Note that this is the terror group, implacably devoted to bloodshed and murder, that a number of American foreign policy elites have been lecturing the Bush administration and the Olmert government to “diplomatically engage.”
And now we have Mahmoud Abbas making his Arafat-esque perfunctory denunciation:
“President Mahmoud Abbas condemns the attack in Jerusalem that claimed the lives of many Israelis and he reiterated his condemnation of all attacks that target civilians, whether they are Palestinians or Israelis,” said Abbas aide Saeb Erekat.
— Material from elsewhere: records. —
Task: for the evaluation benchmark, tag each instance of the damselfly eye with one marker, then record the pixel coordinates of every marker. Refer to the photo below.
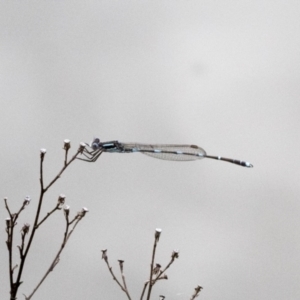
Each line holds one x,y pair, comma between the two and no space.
95,145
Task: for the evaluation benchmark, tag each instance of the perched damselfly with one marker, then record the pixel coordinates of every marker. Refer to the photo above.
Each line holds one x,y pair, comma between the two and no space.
161,151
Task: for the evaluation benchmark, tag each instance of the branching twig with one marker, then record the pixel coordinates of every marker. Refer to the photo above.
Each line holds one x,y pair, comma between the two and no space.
197,291
156,239
123,288
13,217
66,237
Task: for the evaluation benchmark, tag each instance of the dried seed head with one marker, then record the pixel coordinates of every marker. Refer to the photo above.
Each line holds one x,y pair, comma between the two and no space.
82,213
104,255
43,152
175,253
67,210
8,222
61,199
25,228
198,289
121,263
157,233
67,144
156,269
27,200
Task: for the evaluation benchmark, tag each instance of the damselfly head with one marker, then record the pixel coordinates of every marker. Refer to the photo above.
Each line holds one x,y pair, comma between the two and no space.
95,143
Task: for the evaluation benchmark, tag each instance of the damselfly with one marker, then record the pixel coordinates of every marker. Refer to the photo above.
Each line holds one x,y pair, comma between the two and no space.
161,151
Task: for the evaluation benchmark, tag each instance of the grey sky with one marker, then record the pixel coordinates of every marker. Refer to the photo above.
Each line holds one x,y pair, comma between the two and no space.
220,74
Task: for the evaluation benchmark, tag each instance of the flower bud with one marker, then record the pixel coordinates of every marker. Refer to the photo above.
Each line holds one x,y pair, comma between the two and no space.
67,210
25,228
61,199
175,254
156,269
8,222
67,144
43,152
27,200
157,233
104,256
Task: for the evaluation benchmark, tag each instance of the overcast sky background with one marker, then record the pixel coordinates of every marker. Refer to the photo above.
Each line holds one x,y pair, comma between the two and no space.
223,75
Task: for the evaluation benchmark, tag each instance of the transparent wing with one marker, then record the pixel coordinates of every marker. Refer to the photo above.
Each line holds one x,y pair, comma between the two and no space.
167,152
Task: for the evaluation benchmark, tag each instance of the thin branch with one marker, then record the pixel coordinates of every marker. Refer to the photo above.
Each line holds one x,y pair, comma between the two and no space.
7,208
196,293
57,207
175,254
121,262
144,289
66,164
156,239
66,237
15,286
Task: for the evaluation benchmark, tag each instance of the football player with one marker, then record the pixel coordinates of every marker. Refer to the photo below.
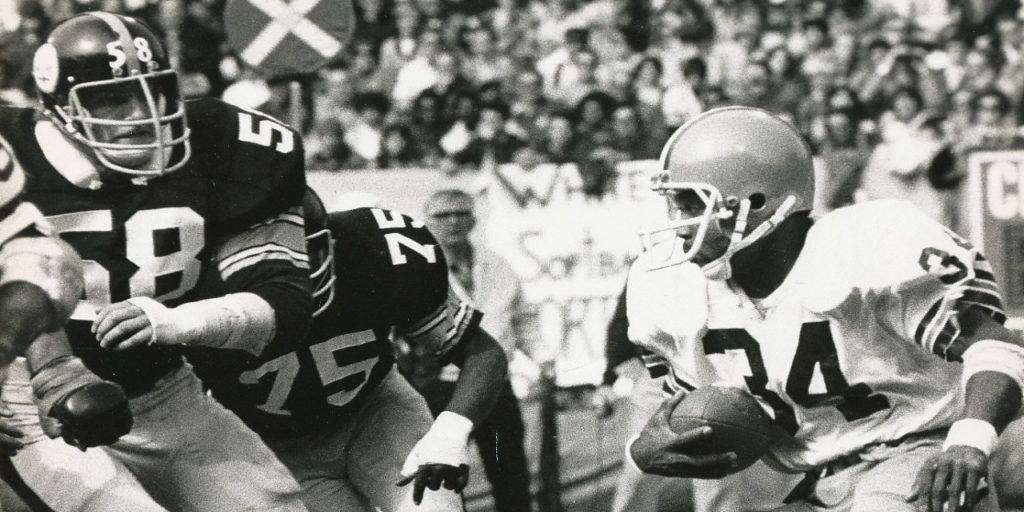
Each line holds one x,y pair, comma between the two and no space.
336,411
872,335
155,193
40,283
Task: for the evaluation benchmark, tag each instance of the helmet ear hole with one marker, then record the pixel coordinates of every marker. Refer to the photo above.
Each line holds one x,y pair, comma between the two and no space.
758,201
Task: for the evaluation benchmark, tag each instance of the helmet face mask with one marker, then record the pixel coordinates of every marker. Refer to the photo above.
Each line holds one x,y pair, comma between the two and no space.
123,105
320,246
731,175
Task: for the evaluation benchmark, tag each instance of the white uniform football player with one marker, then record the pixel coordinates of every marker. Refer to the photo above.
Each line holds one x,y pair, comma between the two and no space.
872,336
154,193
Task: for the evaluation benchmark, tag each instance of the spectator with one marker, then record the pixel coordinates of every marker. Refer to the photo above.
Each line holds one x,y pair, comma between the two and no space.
904,118
492,143
528,107
646,87
819,56
400,46
557,66
363,131
901,169
365,73
452,85
577,80
325,144
991,126
713,96
491,283
558,142
510,23
417,74
397,148
631,139
592,117
841,158
680,101
483,61
427,126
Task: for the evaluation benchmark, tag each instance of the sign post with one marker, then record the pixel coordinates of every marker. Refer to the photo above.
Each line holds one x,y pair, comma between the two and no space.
995,201
289,39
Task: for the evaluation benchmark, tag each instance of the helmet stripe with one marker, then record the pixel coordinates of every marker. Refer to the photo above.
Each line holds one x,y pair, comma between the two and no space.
127,46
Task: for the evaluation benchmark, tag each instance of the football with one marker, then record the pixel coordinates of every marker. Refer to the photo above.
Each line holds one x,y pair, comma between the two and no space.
738,424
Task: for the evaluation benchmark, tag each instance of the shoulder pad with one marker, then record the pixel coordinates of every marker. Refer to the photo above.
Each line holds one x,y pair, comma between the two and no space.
390,259
11,175
665,304
879,247
256,161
Abbas is a man in the habit of condemning specific acts of terrorism, but honoring and celebrating terrorism and terrorists generally–especially in Arabic. When George Habash died — the founder of the PFLP (Popular Front for the Liberation of Palestine) and an unapologetic celebrator of savagery against Jews — Abbas ordered the PA’s flags to half-mast for three days. Abbas’s state-run television station shows maps of “Palestine” with Israel eradicated, and he refers in speeches intended for domestic consumption to the glories of martyrdom. Abu Mazen has a long way to go before rivaling his predecessor in this kind of doublespeak, but he is certainly headed in the right direction.